Uzm. Psikolog Aziz Görkem Çetin, “Obsesif Kompulsif Bozukluğa
sahip kişiler ile ilk etapta çoğumuz aynı şeyleri düşünürüz. Buradaki tek ayrım
OKB olmayan birey, gerçek bilgiye uğraştıktan sonra bireyin kaygısı ve
şüphesinin geçmesidir.

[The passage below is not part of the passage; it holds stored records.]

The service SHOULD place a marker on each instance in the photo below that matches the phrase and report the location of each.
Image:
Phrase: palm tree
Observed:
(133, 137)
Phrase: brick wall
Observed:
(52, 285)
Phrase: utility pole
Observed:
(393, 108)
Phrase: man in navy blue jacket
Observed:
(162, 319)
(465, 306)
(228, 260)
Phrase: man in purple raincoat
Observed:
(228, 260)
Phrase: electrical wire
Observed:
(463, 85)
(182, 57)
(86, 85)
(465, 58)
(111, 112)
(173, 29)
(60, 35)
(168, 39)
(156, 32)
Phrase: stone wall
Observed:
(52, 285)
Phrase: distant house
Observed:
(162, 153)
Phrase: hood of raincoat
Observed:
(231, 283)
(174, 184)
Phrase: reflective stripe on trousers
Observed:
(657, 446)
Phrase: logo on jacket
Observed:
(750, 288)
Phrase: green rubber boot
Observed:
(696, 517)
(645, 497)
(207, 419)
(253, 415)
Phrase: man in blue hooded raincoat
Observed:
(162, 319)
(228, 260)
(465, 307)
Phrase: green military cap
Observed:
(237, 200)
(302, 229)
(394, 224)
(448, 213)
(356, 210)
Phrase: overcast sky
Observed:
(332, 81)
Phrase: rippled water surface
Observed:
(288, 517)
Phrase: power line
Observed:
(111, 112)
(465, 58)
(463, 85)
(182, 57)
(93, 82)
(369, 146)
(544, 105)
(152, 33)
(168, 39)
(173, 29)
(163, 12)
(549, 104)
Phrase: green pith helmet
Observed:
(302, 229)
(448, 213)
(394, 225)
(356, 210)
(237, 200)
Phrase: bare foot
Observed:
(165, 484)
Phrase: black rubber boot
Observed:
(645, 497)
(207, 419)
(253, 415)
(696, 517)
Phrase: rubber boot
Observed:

Ama Obsesif Kompulsif Bozukluğa sahip olan bireylerin
bazı endişe verici düşüncelerinin bilgiye ulaştıkları halde geçmediğini ve
rahatlamadıklarını gözlemliyoruz” diyerek, sözlerini şöyle sürdürdü:
“Obsesif tarzdaki düşüncelerin farkı; dürtüsel olarak istenmeden
gelen, yineleyici şekilde geri gelen ve kişiyi sıkıntıya sokan düşüncelerdir.
Hatta bu nedenle birey bu durumdan kurtulmak için yani zihninden atmak için
anlamsız diye düşünülen davranışları gösterebilirler. Ben danışanlarım ile
görüşmelerde şu sloganı kullanıyoruz. ‘Takıntılı düşüncelerimizi davranışa
dökmediğimiz takdirde sorumlu değiliz.’
Psikoterapi, OKB tedavisinde büyük rol oynuyor
OKB rahatsızlığının tedavisi farmakolojik ve psikolojik olarak
yapılmakta ve eş zamanlı gidilmesi gerekmektedir. Birey bu tedavi süreci için
psikiyatrist ve psikologdan destek almalıdır. Bu süreçte psikoterapi önemli rol
oynamaktadır. Psikoterapi sürecinde sıklıkla iki ekolün kullanıldığını söylemek
mümkündür. Bilişsel davranışçı terapi ile psikodinamik terapiler bu süreçte katkı
sağlayacaktır. Ama öncelikle teknik ve tedavilerden önce bireyin süreçteki
dalgalanmaları anlaması ve başaramayacağına yönelik düşünceler olabileceğini,
tedavi sürecine kararlı şekilde devam etmesi gerektiğini unutmamalıdır.”